第63話 愛妻との時間
「だめだ……! 頑張っても参考書くらいしか出て来ない……!」
「きみは本当に物欲が無いのう」
「せっかくお母さんが俺に聞いてくれたのに……」
「そんなに真剣に考えなくても」
当時は恐怖から逃げることしか考えていなかった。
だから……お母さんの愛情にも、善意にも気付かず、拒絶した。
それをやり直すために、必死に当時の俺に戻って考えたのだが……。
「勉強しかしてこなかった俺に、オモチャの種類なんか分かるわけ無い」
「うーん……じゃあほら、靴、とか」
愛ちゃんも一緒になって考えてくれる。
「それもお二人に買っていただいた物だからなぁ……」
「うーん……あ! ほら、じゃあトランプよ!」
「トランプ?」
「うん! 結ちゃん神経衰弱強いんだし、トランプを買って貰ってご両親と一緒にするとか!」
「トランプ……」
「きみは本当にかわいいわねぇ」
当時を思い出して、お母さんに「トランプ」と言った場合をシュミレーションしていると愛ちゃんに声をかけられる。
「ありがとう……」
「こーんなかわいい結ちゃんを見れて私は最高ですなぁ。
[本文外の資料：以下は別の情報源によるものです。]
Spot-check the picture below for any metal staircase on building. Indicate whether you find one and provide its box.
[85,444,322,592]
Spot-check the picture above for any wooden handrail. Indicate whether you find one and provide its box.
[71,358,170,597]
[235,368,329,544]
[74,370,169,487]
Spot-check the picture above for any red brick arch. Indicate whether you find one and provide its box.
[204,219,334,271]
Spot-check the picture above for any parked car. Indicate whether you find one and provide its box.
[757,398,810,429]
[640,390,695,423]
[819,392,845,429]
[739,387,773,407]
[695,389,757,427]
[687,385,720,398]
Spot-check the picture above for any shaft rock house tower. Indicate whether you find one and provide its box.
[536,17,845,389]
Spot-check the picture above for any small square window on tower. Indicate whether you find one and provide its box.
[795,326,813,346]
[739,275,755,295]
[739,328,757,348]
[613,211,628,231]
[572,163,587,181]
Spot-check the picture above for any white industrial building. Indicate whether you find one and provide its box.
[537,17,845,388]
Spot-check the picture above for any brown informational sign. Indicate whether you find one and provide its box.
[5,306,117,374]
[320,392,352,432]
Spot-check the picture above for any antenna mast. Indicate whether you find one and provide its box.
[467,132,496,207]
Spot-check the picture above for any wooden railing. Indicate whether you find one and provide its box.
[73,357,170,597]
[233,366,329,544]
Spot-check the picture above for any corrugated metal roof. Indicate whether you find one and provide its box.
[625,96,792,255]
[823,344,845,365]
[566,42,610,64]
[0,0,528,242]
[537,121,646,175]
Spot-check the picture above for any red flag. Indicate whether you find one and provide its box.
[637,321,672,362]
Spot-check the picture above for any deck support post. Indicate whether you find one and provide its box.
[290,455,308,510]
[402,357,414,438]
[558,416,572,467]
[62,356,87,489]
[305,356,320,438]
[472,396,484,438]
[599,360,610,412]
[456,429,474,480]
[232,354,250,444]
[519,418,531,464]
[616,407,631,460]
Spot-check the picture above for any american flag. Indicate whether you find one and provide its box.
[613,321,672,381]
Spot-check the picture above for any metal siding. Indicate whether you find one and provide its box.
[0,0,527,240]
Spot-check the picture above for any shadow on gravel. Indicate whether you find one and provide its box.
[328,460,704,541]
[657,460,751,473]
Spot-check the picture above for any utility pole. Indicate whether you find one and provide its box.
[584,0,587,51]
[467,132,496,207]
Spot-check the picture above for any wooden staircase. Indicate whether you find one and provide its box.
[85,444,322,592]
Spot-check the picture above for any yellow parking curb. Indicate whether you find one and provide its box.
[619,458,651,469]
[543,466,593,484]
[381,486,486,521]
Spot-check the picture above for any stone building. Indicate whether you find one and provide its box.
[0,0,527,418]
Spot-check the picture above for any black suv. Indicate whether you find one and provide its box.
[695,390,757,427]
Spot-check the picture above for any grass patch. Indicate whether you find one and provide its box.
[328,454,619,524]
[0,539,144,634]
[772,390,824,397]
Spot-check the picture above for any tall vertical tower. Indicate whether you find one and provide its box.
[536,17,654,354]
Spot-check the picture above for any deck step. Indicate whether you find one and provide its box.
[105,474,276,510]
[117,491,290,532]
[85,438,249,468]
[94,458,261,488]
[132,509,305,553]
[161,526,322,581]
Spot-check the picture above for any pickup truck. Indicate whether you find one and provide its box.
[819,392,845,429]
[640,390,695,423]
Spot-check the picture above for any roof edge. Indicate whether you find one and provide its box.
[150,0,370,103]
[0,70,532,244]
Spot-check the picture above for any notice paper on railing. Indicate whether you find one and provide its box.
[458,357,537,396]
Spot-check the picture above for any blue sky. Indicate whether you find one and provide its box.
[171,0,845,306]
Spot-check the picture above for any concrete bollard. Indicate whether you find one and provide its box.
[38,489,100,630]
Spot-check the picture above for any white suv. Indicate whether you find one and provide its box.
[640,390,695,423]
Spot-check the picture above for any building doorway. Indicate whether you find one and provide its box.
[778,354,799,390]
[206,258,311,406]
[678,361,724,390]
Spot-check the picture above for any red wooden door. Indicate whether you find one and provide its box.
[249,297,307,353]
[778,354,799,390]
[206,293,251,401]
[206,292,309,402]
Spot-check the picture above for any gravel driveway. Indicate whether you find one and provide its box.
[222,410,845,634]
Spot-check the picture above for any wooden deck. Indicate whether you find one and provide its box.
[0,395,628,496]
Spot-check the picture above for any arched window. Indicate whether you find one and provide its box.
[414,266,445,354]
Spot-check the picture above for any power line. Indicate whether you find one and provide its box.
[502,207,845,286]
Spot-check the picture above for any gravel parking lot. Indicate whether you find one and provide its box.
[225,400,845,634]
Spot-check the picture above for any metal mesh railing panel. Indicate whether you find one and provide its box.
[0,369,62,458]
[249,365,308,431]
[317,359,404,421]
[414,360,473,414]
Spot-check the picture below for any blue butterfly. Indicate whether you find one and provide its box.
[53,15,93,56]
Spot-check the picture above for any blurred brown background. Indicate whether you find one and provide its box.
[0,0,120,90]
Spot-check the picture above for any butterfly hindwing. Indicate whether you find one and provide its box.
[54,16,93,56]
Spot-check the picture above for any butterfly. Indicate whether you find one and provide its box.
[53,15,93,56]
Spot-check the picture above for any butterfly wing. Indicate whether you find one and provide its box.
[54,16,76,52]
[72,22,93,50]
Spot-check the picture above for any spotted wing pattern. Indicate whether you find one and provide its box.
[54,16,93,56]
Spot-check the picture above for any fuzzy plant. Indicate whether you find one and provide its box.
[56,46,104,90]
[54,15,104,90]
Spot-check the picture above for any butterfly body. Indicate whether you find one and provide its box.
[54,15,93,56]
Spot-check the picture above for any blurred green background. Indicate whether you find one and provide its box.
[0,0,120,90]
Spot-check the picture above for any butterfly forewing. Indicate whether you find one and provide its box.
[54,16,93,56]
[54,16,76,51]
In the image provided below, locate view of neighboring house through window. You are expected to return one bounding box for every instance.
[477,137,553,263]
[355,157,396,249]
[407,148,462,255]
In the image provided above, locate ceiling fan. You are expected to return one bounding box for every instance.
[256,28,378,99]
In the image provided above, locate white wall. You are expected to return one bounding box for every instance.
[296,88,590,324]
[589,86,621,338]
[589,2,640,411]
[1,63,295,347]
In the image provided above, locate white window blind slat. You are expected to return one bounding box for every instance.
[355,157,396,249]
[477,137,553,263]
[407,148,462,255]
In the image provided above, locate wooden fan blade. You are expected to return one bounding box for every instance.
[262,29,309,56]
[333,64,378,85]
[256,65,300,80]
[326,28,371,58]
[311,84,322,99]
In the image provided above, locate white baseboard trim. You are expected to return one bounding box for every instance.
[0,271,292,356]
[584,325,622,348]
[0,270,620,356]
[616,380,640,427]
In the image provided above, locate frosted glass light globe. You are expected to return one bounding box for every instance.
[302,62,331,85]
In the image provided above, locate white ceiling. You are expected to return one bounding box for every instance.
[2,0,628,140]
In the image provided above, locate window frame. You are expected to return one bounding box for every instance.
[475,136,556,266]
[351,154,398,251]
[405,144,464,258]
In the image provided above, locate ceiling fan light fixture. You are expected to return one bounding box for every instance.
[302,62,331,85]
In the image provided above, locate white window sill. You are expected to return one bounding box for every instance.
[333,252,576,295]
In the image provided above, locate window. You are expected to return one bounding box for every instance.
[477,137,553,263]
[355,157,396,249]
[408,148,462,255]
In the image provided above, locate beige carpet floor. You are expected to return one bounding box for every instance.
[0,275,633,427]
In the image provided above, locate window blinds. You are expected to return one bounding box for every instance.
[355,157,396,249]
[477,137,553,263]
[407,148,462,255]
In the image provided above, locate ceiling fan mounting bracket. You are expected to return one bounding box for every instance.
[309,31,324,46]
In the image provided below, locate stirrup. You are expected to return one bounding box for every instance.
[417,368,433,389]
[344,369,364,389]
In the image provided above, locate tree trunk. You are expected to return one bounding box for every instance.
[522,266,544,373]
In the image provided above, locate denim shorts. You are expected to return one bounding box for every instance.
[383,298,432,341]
でへへ」
「ふっ……言い方」
愛ちゃんのその言い方がおかしくて、笑う。
愛ちゃんと一緒にいると、時間が経つのがとても早い。
コース料理も終盤。デザートが運ばれて来た。
「わー! 豪華絢爛! 良いですな良いですなー!」
「さっきから言い方が……」
楽しい愛ちゃんにまたしても笑う。
「結ちゃんはよく笑うようになったね」
「え?」
「出会った頃と比べて、心から笑ってるよ」
「そっか……」
「微笑むから笑う、に進化した」
「脱皮したかな?」
「きみも言うようになったのう」
「ははっ! だめだ、耐えられない……!」
「かーわいい」
愛ちゃんと一緒にいると楽しくて楽しくて……
「幸せだ、ありがとう」
「……お、おぅ」
「ふっ……照れた」
「さ、食べましょう」
「切り返しが上手くなったね」
幸せだと、改めて思った。
✽
「美味しかった、楽しかったー!」
「良かった。安心したよ」
「結ちゃんは?」
「楽しかったよ」
「それは良かった」
レストランを出て、エレベーターに乗り込む。
「タクシーで帰ろうか」
「……一駅か二駅、歩く」
そう言って、キュッと腕を掴まれた。
「……めちゃくちゃかわいいんですけど」
「めちゃくちゃ恥ずかしいんですけど」
似たような言葉で返して来る真っ赤で、ぶっきらぼうな愛ちゃんに……
愛しさが溢れて、止まらなくなった。
「かわいい。愛してるよ」
俺の腕を掴んで、俯いている愛ちゃんにしっかりと伝えた……
ら、
――バシンッ!
「いってっ!」
「恥ずかしい! 言わないで!」
「ここはエレベーター! 密室だよ!?」
「恥ずかしいものは恥ずかしいのよ!」
真っ赤になって怒ってる愛ちゃんに背中を思いっきり叩かれた。服越しとはいえ、結構痛い。
「ほら、ついたわよ!」
「はいはい。かしこまりました、お嬢様」
それでも叩いた手で再度腕を掴まれた。愛ちゃんに引っ張られて、エレベーターから出る。
ロビーにはまだ、沢山の人がいた。
「ばかにしたわね」
「滅相もない」
人がいたため、怒っていた愛ちゃんのボルテージはスッと引いた。
「前は……恥ずかしいから一生懸命バックの柄を握ってたな」
独白のように呟いた。
「確かに。そうだったね」
「あ、いじらない」
「俺も状況は見てるよ」
(しっかりと叩かれたあとですから)
……というのは後付で、当時を思い出して、微笑ましくなったから。
俺の隣をひょこひょことついて来ていた愛ちゃんを思い出して。
縮まって、萎縮しているのが伝わっていた。だけど、俺の側にいてくれて……今は、こうしてギュッと握ってくれる。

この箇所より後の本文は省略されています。